A Morte de que falará Helder
é a sua, a de um poeta que envelheceu, sofre com a perda de um corpo que foi
amado e amante, sofre com o que mais receia, a perda dos seus grandes mitos,
travessias de palavras luminosas, rosas ferindo a carne com os seus temíveis espinhos,
um feminino riso, sangrando e já eterno sobre uma campa vazia. Banalizada,
vandalizada, a palavra, num Verbo, numa voz que definhou: é essa a morte que
espreita, que aguarda, e de Mestre nada tem.
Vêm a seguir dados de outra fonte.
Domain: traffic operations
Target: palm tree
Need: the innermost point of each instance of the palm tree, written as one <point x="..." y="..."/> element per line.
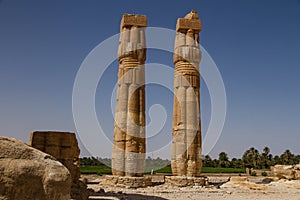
<point x="223" y="160"/>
Não é preciso Mestre para
morrer...é condenação natural, ainda que a sintamos como violência contra
natura.
Não é Manifestação divina,
ainda que negra, de tão ausente e temida
- como a de Paul Celan.
É um palhaço risível, em que
não se acredita, e se desbunda sobre um corpo já meio decomposto.
Da Colher na Boca , de imagens torrenciais, em que rosas e sangue se
misturam e tudo parece rio, um enorme rio de memórias vividas, até à secura de
um deserto que é sentido na boca, a boca que já quase não se abre, e não dirá
nem mais uma palavra.
Valerá a pena recordar, de
passagem, o percurso de Herberto Helder, pelas letras que amou, com os
surrealistas, a escrita automática, a poesia experimental, o futurismo
combinatório da sua electrónico-lírica:tudo ampliado na química do seu
imaginário.
Em a Electrònicolírica (Guimarães Editores, 1964), conjunto de poemas
dedicados a António Aragão e António Ramos Rosa, seus primeiros leitores, é
ainda a experimentação, o ritmo, o som do que vai correndo pela mão que
escreve, que mais nos surpreende.
E a seguir o exercício combinatório
a que se refere na nota final do livro, em que nos remete para a experiência,
feita em 1961 em Milão, de Nanni Balestrini:
"O autor destes
poemas", diz Herberto, "aproveitou da referida experiência o
princípio combinatório geral nele implícito.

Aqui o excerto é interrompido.